What is a Pub?

A pub is a public house, serving alcoholic drinks and food. In the UK it is usually a commercial establishment, though independent pubs can also exist. It may have a specific theme, such as a music bar or sports pub, or it might be family-oriented and serve food. Some bars have specific activities, such as a jukebox, or might host events, such as pub quizzes or poker nights.

Often, a good range of beverages is available, from lightly-hopped malty milds to India pale ales and bitter stouts. Other drinks might be served as well, such as wine and spirits, or soft drinks. Some pubs now focus on their food, and they are sometimes referred to as gastropubs.

In the past, pubs used to be the centre of communities. They were places where people could celebrate, commiserate and meet friends or strangers. They were a place where all classes of society came together. They were a place where, in the words of P.G. Wodehouse, ‘gentle hubbub, good conversation, spirited debate and the occasional shaken fist’ were all part of the ambience.
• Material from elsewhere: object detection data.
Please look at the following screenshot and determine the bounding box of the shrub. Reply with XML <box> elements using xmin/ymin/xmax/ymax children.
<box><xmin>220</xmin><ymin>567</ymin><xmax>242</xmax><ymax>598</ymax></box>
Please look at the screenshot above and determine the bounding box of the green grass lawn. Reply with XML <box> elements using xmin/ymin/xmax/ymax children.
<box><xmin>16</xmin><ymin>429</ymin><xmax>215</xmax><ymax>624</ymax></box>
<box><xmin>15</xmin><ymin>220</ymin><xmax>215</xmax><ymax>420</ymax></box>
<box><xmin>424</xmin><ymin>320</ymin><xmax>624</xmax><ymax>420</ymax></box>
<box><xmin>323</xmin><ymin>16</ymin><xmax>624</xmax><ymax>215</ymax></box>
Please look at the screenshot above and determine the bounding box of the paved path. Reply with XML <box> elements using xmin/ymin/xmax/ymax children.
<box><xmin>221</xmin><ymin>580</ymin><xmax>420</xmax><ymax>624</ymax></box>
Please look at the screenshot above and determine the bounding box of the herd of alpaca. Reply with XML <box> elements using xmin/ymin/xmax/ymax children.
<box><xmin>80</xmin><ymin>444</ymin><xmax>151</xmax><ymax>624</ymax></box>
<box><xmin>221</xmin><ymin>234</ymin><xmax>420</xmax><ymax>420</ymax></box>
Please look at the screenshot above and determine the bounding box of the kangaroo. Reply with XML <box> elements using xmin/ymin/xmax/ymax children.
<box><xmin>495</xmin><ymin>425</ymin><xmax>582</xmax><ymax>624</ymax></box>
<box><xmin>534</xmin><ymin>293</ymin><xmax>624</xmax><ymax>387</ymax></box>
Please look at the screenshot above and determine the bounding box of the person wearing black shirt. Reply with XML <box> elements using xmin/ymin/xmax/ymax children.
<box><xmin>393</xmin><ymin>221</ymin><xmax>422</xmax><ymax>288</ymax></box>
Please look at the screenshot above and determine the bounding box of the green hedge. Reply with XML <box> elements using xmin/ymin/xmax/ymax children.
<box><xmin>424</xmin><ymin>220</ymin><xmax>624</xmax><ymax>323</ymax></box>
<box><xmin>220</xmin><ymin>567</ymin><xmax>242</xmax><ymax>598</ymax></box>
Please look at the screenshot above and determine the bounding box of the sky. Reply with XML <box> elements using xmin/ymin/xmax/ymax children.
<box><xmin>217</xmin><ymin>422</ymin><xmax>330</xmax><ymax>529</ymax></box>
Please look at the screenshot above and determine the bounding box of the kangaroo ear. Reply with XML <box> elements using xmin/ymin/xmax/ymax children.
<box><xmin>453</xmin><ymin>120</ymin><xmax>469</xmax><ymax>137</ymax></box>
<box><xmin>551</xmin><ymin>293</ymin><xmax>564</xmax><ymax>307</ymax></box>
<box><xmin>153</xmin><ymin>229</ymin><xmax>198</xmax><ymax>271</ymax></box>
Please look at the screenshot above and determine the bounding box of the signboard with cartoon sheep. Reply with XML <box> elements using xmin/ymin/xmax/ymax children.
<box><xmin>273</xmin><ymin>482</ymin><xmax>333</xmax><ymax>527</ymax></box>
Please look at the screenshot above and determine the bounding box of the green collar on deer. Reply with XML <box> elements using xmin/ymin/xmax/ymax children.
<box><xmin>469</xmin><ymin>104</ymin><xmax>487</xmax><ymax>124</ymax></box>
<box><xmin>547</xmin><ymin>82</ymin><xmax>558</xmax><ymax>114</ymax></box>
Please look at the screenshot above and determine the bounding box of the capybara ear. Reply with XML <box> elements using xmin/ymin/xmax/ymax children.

Nowadays, most people come to the pub primarily for the drink, but they may be offered food as well. Some pubs have speciality foods, such as a burger and fries or a bangers and mash, and they might offer other snacks. Pubs generally have lower prices than bars, and they may serve a wider selection of drinks. In addition to the main bar, some pubs have a saloon area, which serves higher-priced drinks.